Everyone's an equal here and gets a say. But King appears first among equals. His buddies tell me his two young sons from his seventh marriage, Chance and Cannon (named for Canon Drive), "are fantastic athletes." When I suggest King has a good memory, Sid tells me, yes, it's "amazing." When I laugh at one of King's cornball jokes, former Friars chief Schaeffer says, "He's very, very funny."
Thinking of the last shows at CNN, Sid Young — the veritable capo régime, seemingly always at King's side — declares, "He's gonna miss it." According to another Nate 'n Al regular, King's wife Shawn quipped she would have to get him a paper route to keep him out from under foot.
But there's plenty of planning still left to do. After the last show, the whole gang will take over Spago for a blowout party.

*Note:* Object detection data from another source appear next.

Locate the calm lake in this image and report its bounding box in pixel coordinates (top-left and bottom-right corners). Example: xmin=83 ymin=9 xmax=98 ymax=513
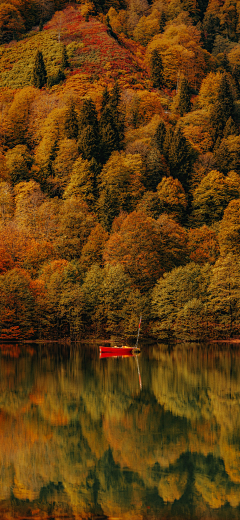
xmin=0 ymin=343 xmax=240 ymax=520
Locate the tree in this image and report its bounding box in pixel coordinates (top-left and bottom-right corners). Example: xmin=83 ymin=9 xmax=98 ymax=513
xmin=0 ymin=2 xmax=25 ymax=43
xmin=55 ymin=196 xmax=96 ymax=261
xmin=99 ymin=82 xmax=124 ymax=164
xmin=218 ymin=199 xmax=240 ymax=257
xmin=78 ymin=99 xmax=99 ymax=161
xmin=210 ymin=74 xmax=234 ymax=142
xmin=208 ymin=253 xmax=240 ymax=337
xmin=168 ymin=128 xmax=197 ymax=190
xmin=103 ymin=211 xmax=186 ymax=292
xmin=159 ymin=11 xmax=167 ymax=33
xmin=61 ymin=44 xmax=70 ymax=70
xmin=14 ymin=180 xmax=45 ymax=234
xmin=178 ymin=78 xmax=192 ymax=116
xmin=6 ymin=144 xmax=33 ymax=184
xmin=150 ymin=49 xmax=163 ymax=89
xmin=152 ymin=119 xmax=166 ymax=153
xmin=65 ymin=99 xmax=78 ymax=139
xmin=32 ymin=51 xmax=47 ymax=88
xmin=52 ymin=138 xmax=78 ymax=195
xmin=0 ymin=268 xmax=34 ymax=341
xmin=214 ymin=135 xmax=240 ymax=175
xmin=143 ymin=147 xmax=168 ymax=191
xmin=6 ymin=87 xmax=37 ymax=148
xmin=98 ymin=152 xmax=144 ymax=231
xmin=157 ymin=177 xmax=187 ymax=222
xmin=63 ymin=157 xmax=95 ymax=207
xmin=151 ymin=262 xmax=211 ymax=338
xmin=192 ymin=170 xmax=240 ymax=226
xmin=80 ymin=223 xmax=109 ymax=271
xmin=188 ymin=224 xmax=220 ymax=265
xmin=0 ymin=182 xmax=14 ymax=225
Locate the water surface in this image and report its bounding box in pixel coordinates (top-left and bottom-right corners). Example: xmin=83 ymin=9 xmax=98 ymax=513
xmin=0 ymin=344 xmax=240 ymax=520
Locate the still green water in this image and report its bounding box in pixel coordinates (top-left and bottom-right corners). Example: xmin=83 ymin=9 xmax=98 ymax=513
xmin=0 ymin=344 xmax=240 ymax=520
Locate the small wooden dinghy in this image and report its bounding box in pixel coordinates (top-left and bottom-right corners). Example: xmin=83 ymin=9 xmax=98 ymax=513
xmin=99 ymin=345 xmax=140 ymax=356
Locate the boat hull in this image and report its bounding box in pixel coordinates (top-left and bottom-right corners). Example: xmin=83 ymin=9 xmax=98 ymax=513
xmin=99 ymin=352 xmax=136 ymax=359
xmin=99 ymin=346 xmax=139 ymax=356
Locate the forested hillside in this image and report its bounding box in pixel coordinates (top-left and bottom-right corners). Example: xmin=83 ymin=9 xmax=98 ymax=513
xmin=0 ymin=0 xmax=240 ymax=340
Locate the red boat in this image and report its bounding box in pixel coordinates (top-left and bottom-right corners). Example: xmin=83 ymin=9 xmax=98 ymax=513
xmin=99 ymin=345 xmax=140 ymax=357
xmin=99 ymin=352 xmax=136 ymax=359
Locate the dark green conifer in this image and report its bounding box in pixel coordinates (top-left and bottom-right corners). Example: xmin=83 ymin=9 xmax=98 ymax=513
xmin=152 ymin=120 xmax=166 ymax=153
xmin=110 ymin=81 xmax=121 ymax=110
xmin=65 ymin=99 xmax=78 ymax=139
xmin=61 ymin=44 xmax=70 ymax=70
xmin=32 ymin=51 xmax=47 ymax=88
xmin=78 ymin=98 xmax=100 ymax=161
xmin=143 ymin=147 xmax=167 ymax=192
xmin=168 ymin=128 xmax=196 ymax=191
xmin=78 ymin=125 xmax=99 ymax=161
xmin=99 ymin=82 xmax=124 ymax=164
xmin=79 ymin=98 xmax=98 ymax=132
xmin=214 ymin=139 xmax=232 ymax=175
xmin=178 ymin=78 xmax=192 ymax=116
xmin=210 ymin=74 xmax=234 ymax=142
xmin=218 ymin=74 xmax=234 ymax=115
xmin=202 ymin=12 xmax=220 ymax=53
xmin=163 ymin=127 xmax=174 ymax=160
xmin=101 ymin=87 xmax=110 ymax=113
xmin=223 ymin=116 xmax=239 ymax=139
xmin=159 ymin=11 xmax=167 ymax=33
xmin=150 ymin=49 xmax=163 ymax=88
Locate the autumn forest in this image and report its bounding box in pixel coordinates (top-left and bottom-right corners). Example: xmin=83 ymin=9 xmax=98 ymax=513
xmin=0 ymin=0 xmax=240 ymax=341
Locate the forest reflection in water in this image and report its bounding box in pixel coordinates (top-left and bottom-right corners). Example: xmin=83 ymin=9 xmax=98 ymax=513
xmin=0 ymin=344 xmax=240 ymax=520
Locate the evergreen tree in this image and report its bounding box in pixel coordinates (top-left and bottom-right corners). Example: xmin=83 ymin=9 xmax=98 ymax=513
xmin=203 ymin=13 xmax=220 ymax=53
xmin=78 ymin=125 xmax=99 ymax=161
xmin=159 ymin=11 xmax=167 ymax=33
xmin=150 ymin=49 xmax=163 ymax=88
xmin=110 ymin=81 xmax=121 ymax=110
xmin=99 ymin=82 xmax=124 ymax=164
xmin=231 ymin=64 xmax=240 ymax=98
xmin=101 ymin=87 xmax=110 ymax=113
xmin=79 ymin=98 xmax=98 ymax=132
xmin=168 ymin=128 xmax=196 ymax=190
xmin=32 ymin=51 xmax=47 ymax=88
xmin=152 ymin=120 xmax=166 ymax=153
xmin=61 ymin=44 xmax=70 ymax=70
xmin=78 ymin=99 xmax=100 ymax=161
xmin=65 ymin=99 xmax=78 ymax=139
xmin=163 ymin=127 xmax=174 ymax=160
xmin=218 ymin=74 xmax=234 ymax=116
xmin=178 ymin=78 xmax=192 ymax=116
xmin=210 ymin=74 xmax=234 ymax=142
xmin=223 ymin=116 xmax=239 ymax=139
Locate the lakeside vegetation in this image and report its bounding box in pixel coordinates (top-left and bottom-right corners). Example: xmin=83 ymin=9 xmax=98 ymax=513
xmin=0 ymin=0 xmax=240 ymax=341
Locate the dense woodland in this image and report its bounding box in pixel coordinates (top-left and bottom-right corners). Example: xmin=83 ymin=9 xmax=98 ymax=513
xmin=0 ymin=0 xmax=240 ymax=340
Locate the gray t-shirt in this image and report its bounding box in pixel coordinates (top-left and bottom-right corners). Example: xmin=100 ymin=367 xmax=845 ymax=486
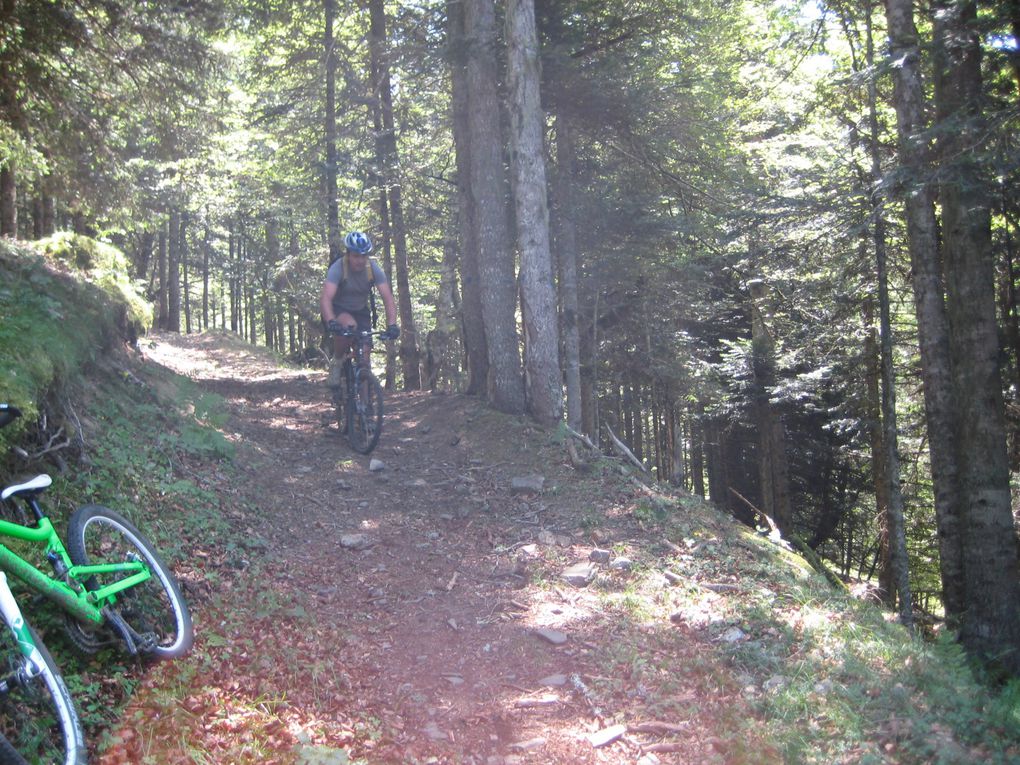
xmin=325 ymin=257 xmax=388 ymax=313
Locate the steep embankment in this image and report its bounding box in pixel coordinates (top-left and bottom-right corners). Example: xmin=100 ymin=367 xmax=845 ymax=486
xmin=89 ymin=335 xmax=1016 ymax=764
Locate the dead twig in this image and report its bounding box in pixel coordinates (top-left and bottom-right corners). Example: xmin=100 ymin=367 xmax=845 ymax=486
xmin=605 ymin=425 xmax=648 ymax=473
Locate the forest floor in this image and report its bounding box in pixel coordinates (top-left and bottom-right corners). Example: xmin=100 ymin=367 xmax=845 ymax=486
xmin=96 ymin=334 xmax=780 ymax=765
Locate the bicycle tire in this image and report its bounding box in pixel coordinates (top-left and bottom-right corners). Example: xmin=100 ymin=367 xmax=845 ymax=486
xmin=67 ymin=505 xmax=195 ymax=659
xmin=347 ymin=370 xmax=383 ymax=454
xmin=0 ymin=624 xmax=87 ymax=765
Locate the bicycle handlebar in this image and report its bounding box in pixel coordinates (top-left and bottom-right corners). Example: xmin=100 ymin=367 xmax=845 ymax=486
xmin=326 ymin=327 xmax=390 ymax=340
xmin=0 ymin=404 xmax=21 ymax=427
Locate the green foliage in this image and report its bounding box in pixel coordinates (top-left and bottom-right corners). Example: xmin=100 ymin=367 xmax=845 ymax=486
xmin=33 ymin=232 xmax=152 ymax=334
xmin=0 ymin=237 xmax=151 ymax=451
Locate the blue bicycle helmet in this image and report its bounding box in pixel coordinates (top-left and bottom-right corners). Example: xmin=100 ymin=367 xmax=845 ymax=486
xmin=344 ymin=232 xmax=372 ymax=255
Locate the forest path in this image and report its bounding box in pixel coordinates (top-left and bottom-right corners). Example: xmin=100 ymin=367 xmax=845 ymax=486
xmin=102 ymin=334 xmax=740 ymax=765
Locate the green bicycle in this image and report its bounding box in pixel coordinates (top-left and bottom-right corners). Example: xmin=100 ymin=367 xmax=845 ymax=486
xmin=0 ymin=404 xmax=195 ymax=763
xmin=0 ymin=571 xmax=86 ymax=765
xmin=332 ymin=328 xmax=390 ymax=454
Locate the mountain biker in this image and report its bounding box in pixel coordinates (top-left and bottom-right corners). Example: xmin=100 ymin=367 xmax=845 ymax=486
xmin=319 ymin=232 xmax=400 ymax=386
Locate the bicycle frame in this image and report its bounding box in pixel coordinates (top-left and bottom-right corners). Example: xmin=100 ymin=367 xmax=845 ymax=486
xmin=0 ymin=571 xmax=43 ymax=673
xmin=0 ymin=516 xmax=152 ymax=624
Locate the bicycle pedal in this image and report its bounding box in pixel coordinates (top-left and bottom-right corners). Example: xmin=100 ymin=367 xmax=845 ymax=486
xmin=103 ymin=607 xmax=138 ymax=656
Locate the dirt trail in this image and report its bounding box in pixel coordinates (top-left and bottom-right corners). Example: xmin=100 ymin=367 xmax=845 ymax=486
xmin=103 ymin=335 xmax=732 ymax=765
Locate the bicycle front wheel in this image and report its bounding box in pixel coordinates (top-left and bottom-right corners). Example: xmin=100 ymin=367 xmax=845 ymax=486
xmin=347 ymin=371 xmax=383 ymax=454
xmin=67 ymin=505 xmax=195 ymax=659
xmin=0 ymin=621 xmax=86 ymax=765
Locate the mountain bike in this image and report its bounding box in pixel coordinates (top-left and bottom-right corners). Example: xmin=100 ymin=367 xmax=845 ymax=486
xmin=0 ymin=404 xmax=195 ymax=659
xmin=0 ymin=571 xmax=86 ymax=765
xmin=0 ymin=404 xmax=86 ymax=765
xmin=330 ymin=329 xmax=390 ymax=454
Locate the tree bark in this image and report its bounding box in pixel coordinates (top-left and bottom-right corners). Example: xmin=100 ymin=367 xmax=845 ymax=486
xmin=322 ymin=0 xmax=343 ymax=263
xmin=368 ymin=0 xmax=421 ymax=391
xmin=506 ymin=0 xmax=563 ymax=424
xmin=166 ymin=209 xmax=181 ymax=333
xmin=464 ymin=0 xmax=524 ymax=414
xmin=865 ymin=3 xmax=914 ymax=628
xmin=447 ymin=0 xmax=489 ymax=395
xmin=751 ymin=282 xmax=794 ymax=534
xmin=0 ymin=165 xmax=17 ymax=239
xmin=934 ymin=1 xmax=1020 ymax=674
xmin=885 ymin=0 xmax=966 ymax=623
xmin=555 ymin=113 xmax=591 ymax=435
xmin=156 ymin=222 xmax=169 ymax=329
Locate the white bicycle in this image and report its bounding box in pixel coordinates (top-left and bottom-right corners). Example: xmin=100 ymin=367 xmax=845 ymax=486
xmin=0 ymin=571 xmax=86 ymax=765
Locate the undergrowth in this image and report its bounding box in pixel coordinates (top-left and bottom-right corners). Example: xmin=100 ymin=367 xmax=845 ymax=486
xmin=0 ymin=235 xmax=246 ymax=758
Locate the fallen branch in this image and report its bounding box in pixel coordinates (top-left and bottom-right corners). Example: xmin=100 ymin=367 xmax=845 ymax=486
xmin=729 ymin=487 xmax=782 ymax=540
xmin=563 ymin=425 xmax=601 ymax=454
xmin=606 ymin=425 xmax=648 ymax=473
xmin=14 ymin=427 xmax=70 ymax=460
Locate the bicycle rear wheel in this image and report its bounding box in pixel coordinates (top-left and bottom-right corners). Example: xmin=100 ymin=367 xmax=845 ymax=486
xmin=67 ymin=505 xmax=195 ymax=659
xmin=0 ymin=621 xmax=86 ymax=765
xmin=347 ymin=370 xmax=383 ymax=454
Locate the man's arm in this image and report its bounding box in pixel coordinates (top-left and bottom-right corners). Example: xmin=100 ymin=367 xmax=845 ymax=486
xmin=375 ymin=282 xmax=397 ymax=324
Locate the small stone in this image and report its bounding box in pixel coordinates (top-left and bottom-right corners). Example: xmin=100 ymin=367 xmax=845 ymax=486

King's favorite waitresses from Nate 'n Al will be there. So, of course, will all the fellas.
As for the final show? King hopes to close things out with the man who gave him his first CNN interview back in 1985 — Mario Cuomo, the former governor of New York and father of governor-elect Andrew Cuomo.
Only there's a glitch: Cuomo had signed on, until he felt Eliot Spitzer, another former New York governor and now CNN talk host, insulted his son.
"I don't know what he said," King said, "but [Mario] Cuomo calls up CNN and says, 'I will never go on CNN, because Spitzer is on there.'" King has tried everything to make it right. He has left messages. His brother has called. So has one of the guys who knows the Cuomos.
"The Italian core. It's a family thing," King says. "I can't believe it."
He's still trying to get Cuomo to relent. But enough about hang-ups, King says, turning back to the group, determined to keep the conversation going.
"Sometimes we solve things," he tells me. "Last week it was Iran. We fixed Iran.... Sowassitgonnabe today?"